HOW POLAR BEARS KEEP WARM
Polar bears are actually black, not white. Their jet-black skin is covered by translucent hair, which reflects white natural light. The bears depend on their fur for insulation during the harsh winter months. Dirty, wet and matted fur is less likely to keep the animals warm, so they roll in the snow to keep it clean.
HOW POLARIS HELPS YOU NAVIGATE
Polaris is the North Star, or Pole Star. The name of one of our expedition ships, it is the most important navigational star because the axis of the earth is pointed almost directly at it. During the night, Polaris neither rises nor sets, but remains in almost the same place above the northern horizon year-round while other stars circle around it. This means that at any hour of the night at any time of the year in the Northern Hemisphere, you can find Polaris in a due north direction.
WHAT TIME IS ARCTIC TIME?
Just as at the South Pole, if you stand at the North Pole you will be in all the world’s time zones at once, as technically the lines of longitude meet at the North and South Poles. Ships at sea generally use the time of the local port, or whatever time is most convenient for them.
UNICORNS OF THE SEA
Narwhals are affectionately known as the “unicorns of the sea,” as they can be identified by the long tusks protruding from their faces. The ivory tusk can grow to more than ten feet (three meters) in length and is actually a canine tooth, which the narwhal uses to hit and stun its prey. Narwhals inhabit Arctic waters all year round and can live for up to 50 years.
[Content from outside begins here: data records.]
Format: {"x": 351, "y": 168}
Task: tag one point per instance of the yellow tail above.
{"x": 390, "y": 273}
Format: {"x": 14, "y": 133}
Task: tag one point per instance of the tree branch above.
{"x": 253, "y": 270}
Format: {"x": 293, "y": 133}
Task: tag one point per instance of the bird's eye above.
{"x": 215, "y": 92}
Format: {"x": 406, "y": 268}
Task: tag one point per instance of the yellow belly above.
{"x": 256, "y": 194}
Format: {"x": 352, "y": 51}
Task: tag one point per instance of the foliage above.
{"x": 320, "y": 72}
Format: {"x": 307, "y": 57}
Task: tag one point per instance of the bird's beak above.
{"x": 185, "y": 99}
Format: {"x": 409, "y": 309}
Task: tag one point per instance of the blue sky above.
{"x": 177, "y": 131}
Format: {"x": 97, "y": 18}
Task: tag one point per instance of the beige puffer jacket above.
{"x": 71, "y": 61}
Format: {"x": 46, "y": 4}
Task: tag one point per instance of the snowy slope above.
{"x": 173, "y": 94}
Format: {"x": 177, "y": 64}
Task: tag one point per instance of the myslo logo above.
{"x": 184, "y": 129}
THE ARCTIC IS HOME TO MORE THAN FOUR MILLION PEOPLE
More than four million people from eight different countries live within the Arctic Circle and call this wintry wonderland home. Indigenous peoples have inhabited the Arctic for thousands of years, including the Sami, also known as Lapps or Lapplanders, who live across areas of Norway, Sweden, Finland and Russia. With their own language, culture and parliaments, the Sami have long enjoyed a deep connection to the land, and to reindeer herding. They have as many as 1,000 different words for reindeer, while the Inuit or Eskimo, who live across Greenland, Canada and Alaska, have around 50 different words for snow.
THERE ARE PLANTS THAT FLOURISH IN THE ARCTIC
Despite the severe cold, some mosses, flowers, grasses, shrubs and trees flourish in the Arctic. In fact, there are 106 species that grow only in this region. With long, dark winters, the growing season is short, and plants are typically small and low growing to protect them from the wind and frost.